How to rebuild the indices of a FIFO PriorityQueue memory-efficiently
Asked Answered
C

2

2

Working with the PriorityQueue<TElement, TPriority> collection, frequently I have the need to preserve the insertion order of elements with the same priority (FIFO order), and AFAIK the only way to do it is by coupling the TPriority with an extra incremented int index: PriorityQueue<TElement, (TPriority, int)>. This works well, but it makes me feel uncomfortable knowing that eventually, if the queue is used for an extensive amount of time, the int indices will wrap around the Int32.MaxValue limit, breaking the FIFO functionality. I can patch this problem by switching from the int to a long, making it practically impossible for the index to wrap, but still feels dirty. I wonder if it's possible to do better, by rebuilding the indices of the TElement+TPriority pairs when the index is about to wrap with the next Enqueue operation. So I wrote this extension method for indexed FIFO priority queues:

public static void Reindex<TElement, TPriority>(
    this PriorityQueue<TElement, (TPriority, int)> source)
{
    ArgumentNullException.ThrowIfNull(source);
    (TElement, (TPriority, int))[] entries = source.UnorderedItems
        .OrderBy(e => e.Priority, source.Comparer)
        .ToArray();
    source.Clear();
    for (int i = 0; i < entries.Length; i++)
        source.Enqueue(entries[i].Item1, (entries[i].Item2.Item1, i));
}

My problem with this implementation is that it allocates a disproportional amount of memory during the re-indexing. For example 61,456 bytes are allocated for rebuilding the indices of a PriorityQueue<object, (char, int)> with 1,000 elements:

PriorityQueue<object, (char, int)> queue = new(Comparer<(char, int)>.Create((x, y) =>
{
    int result = x.Item1.CompareTo(y.Item1);
    if (result == 0) result = x.Item2.CompareTo(y.Item2);
    return result;
}));

Random random = new(0);
for (int i = 0; i < 100_000; i++)
{
    char key = (char)random.Next(65, 91);
    queue.Enqueue(new object(), (key, i));
}
while (queue.Count > 1_000) queue.Dequeue();

long mem0 = GC.GetTotalAllocatedBytes(true);
queue.Reindex();
long mem1 = GC.GetTotalAllocatedBytes(true);
Console.WriteLine($"Count: {queue.Count:#,0}, Allocated: {mem1 - mem0:#,0} bytes");

Output:

Count: 1,000, Allocated: 61,456 bytes

Live demo.

I would like to ask if it's possible to rebuild the indices with zero allocations (in-place), or at least with no more than System.Runtime.CompilerServices.Unsafe.SizeOf<(TElement, TPriority)>() * queue.Count allocated bytes (16,000 bytes in the above example).

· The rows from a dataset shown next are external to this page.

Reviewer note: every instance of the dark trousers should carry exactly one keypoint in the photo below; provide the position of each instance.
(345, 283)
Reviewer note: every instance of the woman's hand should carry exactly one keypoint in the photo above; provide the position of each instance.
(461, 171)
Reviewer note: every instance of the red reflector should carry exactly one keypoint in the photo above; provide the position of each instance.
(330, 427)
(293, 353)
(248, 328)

Carousel answered 5/4, 2023 at 14:38 Comment(5)
Most implementations do just use the ever-incrementing "timestamp" as part of the priority calculation, as per your code. You might find this discussion interesting.Prue
@MatthewWatson thanks for the interesting link. Regarding the statement that most implementations just use an ever-incrementing timestamp, I would say that, assuming it's true, most implementations are broken!Carousel
You mean broken because the timestamp will wrap around eventually? Yeah, I guess they use long like you did.Prue
That sounds like a pretty strict definition of "broken". There are ~3x as many positive long values as it would take to represent every "Tick" from now until the year 9999, and on my machine it consistently takes at least a tick to put an item into a PriorityQueue. I'd say you're fine just using a long, and if that "feels dirty" then you can detect an overflow and only re-index when that (never) happens.Heman
@MatthewWatson assuming an extreme frequency of 1,000,000,000 Enqueue operations per second, it would take almost 300 years to wrap a long value, which makes it practically safe. But in order to get this statistical safety you have to increase the per element state by 4 bytes, which is not ideal. And this question transcends practicality. It's about ideals! :-)Carousel
S
2

Based on my tests the biggest memory consumer was the LINQ with ordering (with or without materialization), so just copying the values into array and sorting with Array.Sort in-place reduced the memory consumption drastically:

public static void ReindexNew<TElement, TPriority>(this PriorityQueue<TElement, (TPriority, int)> source)
{
    ArgumentNullException.ThrowIfNull(source);
    (TElement, (TPriority, int))[] entries = new (TElement, (TPriority, int))[source.UnorderedItems.Count];
    int counter = 0;
    foreach (var item in source.UnorderedItems)
    {
        entries[counter++] = item;
    }
    // hope got comparisons right
    Array.Sort(entries, (left, right) => source.Comparer.Compare(left.Item2, right.Item2)); 
    source.Clear();
    for (int i = 0; i < entries.Length; i++)
    {
        entries[i].Item2.Item2 = i;
    }
    source.EnqueueRange(entries);

    // or something like this, requires time benchmarking 
    // for (int i = 0; i < entries.Length; i++)
    // {
    //     source.Enqueue(entries[i].Item1, (entries[i].Item2.Item1, i));
    // }
}

And "tests":

void Test()
{
    long mem0 = GC.GetTotalAllocatedBytes(true);
    queue.ReindexNew();
    long mem1 = GC.GetTotalAllocatedBytes(true);
    Console.WriteLine($"Count: {queue.Count:#,0}, Allocated: {mem1 - mem0:#,0} bytes");
}

Test(); // Count: 1,000, Allocated: 16,136 bytes
Test(); // Count: 1,000, Allocated: 16,112 bytes
Subtotal answered 5/4, 2023 at 17:31 Comment(3)
This is also a great answer! I think you could optimize the line entries[i] = (entries[i].Item1, (entries[i].Item2.Item1, i)); with entries[i].Item2.Item2 = i;. Value-tuples are mutable.Carousel
@TheodorZoulias Updated! Was thinking about that but originally went with "safe" approach and then forgot to check it out.Subtotal
I am accepting this answer, although Jeb's answer is also meeting the requirements, because this one is more performant.Carousel
T
2

I was just playing around with this puzzle. I'm not an expert. Actually i never used a PriorityQueue. But the TryDequeue would reduce the allocations somewhere around 16k bytes

Count: 1.000, Allocated: 16.152 bytes

because it allocates only one item at a time. I can not say anything about the performance thought.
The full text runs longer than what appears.